> Hopefully AMD gets the Rx 6800xt working with ROCm consistently
I am a maintainer for rocSOLVER (the ROCm LAPACK implementation) and I personally own an RX 6800 XT. It is very similar to the officially supported W6800. Are there any specific issues you're concerned about?
I know the software and I have the hardware. I'd be happy to help track down any issues.
I might be operating off of old news. But IIRC, the 6800 wasn't well supported when it first came out, and AMD constantly has been applying patches to get it up-to-speed.
I wasn't sure what the state of the 6800 was (I don't own it myself), so I might be operating under old news. As I said a bit earlier, I use the Vega64 with no issues (for 256-thread workgroups. I do think there's some obscure bug for 1024-thread workgroups, but I haven't really been able to track it down. And sticking with 256-threads is better for my performance anyway, so I never really bothered trying to figure this one out)
Navi 21 launched in November 2020 but it only got official support with ROCm 5.0 in February 2022.
With respect to your issue running 1024 threads per block, if you're running out of VGPRs, you may want to try explicitly specify the max threads per block as 1024 and see if that helps. I recall that at one point the compiler was defaulting to 256 despite the default being documented as 1024.
The main issue I have with the idea of Navi 21 is that its a 32-wide warp, when CDNA2 (like MX250x) is 64-wide warp.
Granted, RDNA and CDNA still have largely the same assembly language, so its still better than using say... NVidia GPUs. But I have to imagine that the 32-wide vs 64-wide difference is big in some use cases. In particular: low-level programs that use warp-level primitives, like DPP, shared-memory details and such.

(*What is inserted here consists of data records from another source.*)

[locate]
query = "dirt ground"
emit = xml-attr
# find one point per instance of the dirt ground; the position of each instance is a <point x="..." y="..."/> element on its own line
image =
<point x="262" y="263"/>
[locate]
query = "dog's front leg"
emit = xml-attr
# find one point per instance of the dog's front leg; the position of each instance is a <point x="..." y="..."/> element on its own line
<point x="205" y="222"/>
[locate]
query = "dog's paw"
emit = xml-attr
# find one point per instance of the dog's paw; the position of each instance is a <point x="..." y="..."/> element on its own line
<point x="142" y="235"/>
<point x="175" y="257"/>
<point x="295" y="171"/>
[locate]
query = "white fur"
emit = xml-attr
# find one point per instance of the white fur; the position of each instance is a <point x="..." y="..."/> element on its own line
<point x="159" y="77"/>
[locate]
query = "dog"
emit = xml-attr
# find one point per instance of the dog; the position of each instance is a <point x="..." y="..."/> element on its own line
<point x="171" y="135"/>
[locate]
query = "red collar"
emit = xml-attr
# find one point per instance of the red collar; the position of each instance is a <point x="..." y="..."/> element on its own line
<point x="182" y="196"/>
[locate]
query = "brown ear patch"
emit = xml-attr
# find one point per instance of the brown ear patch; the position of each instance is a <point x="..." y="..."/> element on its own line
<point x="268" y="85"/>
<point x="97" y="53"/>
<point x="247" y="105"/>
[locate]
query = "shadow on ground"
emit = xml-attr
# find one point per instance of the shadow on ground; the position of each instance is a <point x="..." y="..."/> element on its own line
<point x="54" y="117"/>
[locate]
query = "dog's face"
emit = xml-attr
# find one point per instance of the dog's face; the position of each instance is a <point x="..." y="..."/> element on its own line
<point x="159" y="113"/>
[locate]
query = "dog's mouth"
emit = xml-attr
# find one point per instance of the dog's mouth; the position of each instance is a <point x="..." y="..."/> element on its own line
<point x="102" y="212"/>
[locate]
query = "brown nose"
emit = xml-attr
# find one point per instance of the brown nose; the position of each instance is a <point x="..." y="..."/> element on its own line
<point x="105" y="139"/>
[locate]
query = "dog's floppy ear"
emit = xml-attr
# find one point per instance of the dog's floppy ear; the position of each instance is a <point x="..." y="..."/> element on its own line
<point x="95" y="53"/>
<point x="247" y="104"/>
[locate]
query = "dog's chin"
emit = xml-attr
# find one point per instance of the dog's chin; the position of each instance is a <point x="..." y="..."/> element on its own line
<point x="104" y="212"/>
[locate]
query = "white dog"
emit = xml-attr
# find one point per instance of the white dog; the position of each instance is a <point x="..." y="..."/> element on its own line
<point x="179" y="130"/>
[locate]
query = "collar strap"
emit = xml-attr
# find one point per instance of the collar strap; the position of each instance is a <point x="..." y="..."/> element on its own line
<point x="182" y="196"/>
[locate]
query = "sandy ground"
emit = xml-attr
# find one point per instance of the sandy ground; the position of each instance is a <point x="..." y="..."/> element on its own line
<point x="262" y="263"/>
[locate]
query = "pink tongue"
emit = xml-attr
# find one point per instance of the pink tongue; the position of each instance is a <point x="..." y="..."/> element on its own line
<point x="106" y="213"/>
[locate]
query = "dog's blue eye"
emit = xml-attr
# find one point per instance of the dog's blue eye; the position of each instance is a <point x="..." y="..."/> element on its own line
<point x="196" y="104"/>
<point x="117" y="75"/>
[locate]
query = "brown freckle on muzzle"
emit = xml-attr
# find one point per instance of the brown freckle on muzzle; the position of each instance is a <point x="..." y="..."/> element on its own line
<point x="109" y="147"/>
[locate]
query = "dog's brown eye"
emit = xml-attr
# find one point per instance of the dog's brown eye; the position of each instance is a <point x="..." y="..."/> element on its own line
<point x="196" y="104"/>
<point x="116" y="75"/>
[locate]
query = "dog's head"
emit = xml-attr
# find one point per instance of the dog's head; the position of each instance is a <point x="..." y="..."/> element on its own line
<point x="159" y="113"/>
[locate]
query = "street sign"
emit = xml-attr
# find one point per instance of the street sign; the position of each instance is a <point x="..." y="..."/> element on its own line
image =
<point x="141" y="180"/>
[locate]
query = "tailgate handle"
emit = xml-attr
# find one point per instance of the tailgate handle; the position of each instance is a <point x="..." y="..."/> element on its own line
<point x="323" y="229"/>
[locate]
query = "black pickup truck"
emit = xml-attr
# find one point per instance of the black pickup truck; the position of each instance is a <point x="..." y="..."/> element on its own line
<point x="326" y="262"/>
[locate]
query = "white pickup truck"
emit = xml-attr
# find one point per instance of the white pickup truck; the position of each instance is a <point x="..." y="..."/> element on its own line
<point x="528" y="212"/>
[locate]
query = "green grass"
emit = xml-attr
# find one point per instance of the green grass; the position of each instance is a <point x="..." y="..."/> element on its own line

I assume the super-computer programmers want a cheap system to have under their desk to prototype code that's similar to the big MI250x system. Vega56/64 is several generations old, while 6800 xt is pretty different architecturally. It seems weird that they'd have to buy MI200 GPUs for this purpose, especially in light of NVidia's strategy (where A2000 nvidia could serve as a close replacement. Maybe not perfect, but closer to the A100 big-daddy than the 6800xt is to the big daddy MI250x).
--------
EDIT: That being said: this is probably completely moot for my own purposes. I can't afford an MI250x system at all. At best I'd make some kind of hand-built consumer rig for my own personal purposes. So 6800 xt would be all I personally need. VRAM-constraints feel quite real, so the 16GBs of VRAM at that price makes 6800xt a very pragmatic system for personal use and study.
I am a maintainer for rocSOLVER (the ROCm LAPACK implementation) and I personally own an RX 6800 XT. It is very similar to the officially supported W6800. Are there any specific issues you're concerned about?
I know the software and I have the hardware. I'd be happy to help track down any issues.